The Limitation Act will set out reduced limitation periods, which could affect such business matters as record-keeping practices and the cost and availability of insurance.
In the future, there will be a basic, two-year limitation period for most civil claims.
In addition, there will be an ultimate limitation period for legal matters that haven’t been discovered right away.
In that case, plaintiffs will have up to 15 years to file a civil suit.
The new act is designed to simplify limitation law, said commercial and construction litigation lawyers Matthew Swanson and Erin Tolfo, from the Vancouver office of Borden Ladner Gervais LLP.
Under the current act, limitation periods are either two, six or 10 years, depending on the nature of the claim.
Claims involving injury to person or property have to be made within two years, whereas claims for breach of contract have to be made within six.
Generally speaking, said Swanson and Tolfo, limitation periods under the current act start when the cause of action arises but, in some cases, they start when the claim is discovered.
The new act will make significant changes to the duration of limitation periods.
“It will move away from the current model of having a variety of limitation periods and will introduce a basic limitation period of two years for most claims,” said the lawyers.
There are exceptions to the basic limitation period, including situations where another statute, such as the Builders Lien Act, imposes a different limitation period.
“The new act balances the need to give plaintiffs sufficient time to commence their lawsuits with the need to provide defendants a greater amount of certainty about when their liability, for claims, comes to an end,” said Swanson and Tolfo.
Regardless of the nature of the claim, the limitation period under the new act starts when the cause of action is or should have been discovered.
If a claim is not discovered, the right to bring the claim expires 15 years after the act or omission took place.
The new act won’t apply retroactively.
It contains transition provisions to determine whether the new or old rules apply.
“If a claim is discovered before the effective date of the new act, then the old limitation rules apply,” said Swanson and Tolfo.
“If the claim is not discovered as of the effective date of the new act, then the new rules will apply.”
Renée Mulligan, Ministry of Justice legal counsel, who helped reform the legislation, said the current act had not been reviewed comprehensively since it was made law in 1975.
She said reform of the act responds to calls for change from a long list of stakeholders, including architects, engineers, builders, developers, the Union of British Columbia Municipalities, local governments and various professional groups.
Consultations began in early 2007 and continued until mid-2011.
“The key issues for the building design and construction industry stakeholders were the reduction of the ultimate limitation period and changes to the start of the ultimate limitation period – when time starts to run,” Mulligan said.
B.C. is not the first Canadian province to streamline its limitation legislation.
“Alberta, Saskatchewan, Ontario and New Brunswick have all reformed their limitation statutes to reflect a model uniform limitations statute developed by the Uniform Law Conference of Canada,” she said.

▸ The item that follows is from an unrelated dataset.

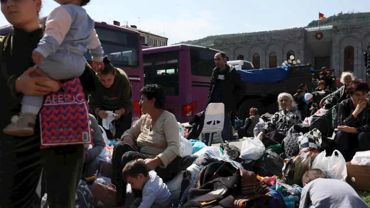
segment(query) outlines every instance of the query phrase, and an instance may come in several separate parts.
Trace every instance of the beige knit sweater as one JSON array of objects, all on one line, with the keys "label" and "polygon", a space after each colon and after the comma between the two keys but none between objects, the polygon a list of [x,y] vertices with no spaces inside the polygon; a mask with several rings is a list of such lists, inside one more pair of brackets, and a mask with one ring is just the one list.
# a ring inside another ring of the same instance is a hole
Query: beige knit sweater
[{"label": "beige knit sweater", "polygon": [[130,136],[137,141],[141,153],[159,157],[162,161],[162,167],[165,168],[176,156],[181,156],[177,121],[174,114],[164,111],[151,131],[150,121],[148,114],[142,115],[131,128],[124,133],[121,138]]}]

“It made sense, based on the need to remain competitive and the cost of doing business, to bring B.C.’s act into line with legislation in (the four) provinces. Other provinces are currently reviewing their legislation and looking at reforming their laws.”
The B.C. construction industry seems pleased with the changes.
“The new legislation is definitely better than what we had before,” said Manley McLachlan, president and CEO of the B.C. Construction Association.
“The move towards a unified basic limitation period of two years should greatly increase the ability of those involved in the construction sector to plan and mitigate short-time liability.”
Others agree that the new act is good for the industry.
“The new limitation periods will help to provide certainty for our profession, as they allow more capacity for long-term planning and provide increased opportunities for B.C. businesses to remain competitive,” said Steve Fleck, president of the Association of Consulting Engineering Companies of B.C.
Philip Hochstein, president of the Independent Contractors and Businesses Association of B.C., said the new act will be good for everybody in the construction industry.
“Where there was a lot of uncertainty, the changes in the legislation will create more certainty about where liability begins and ends,” he said.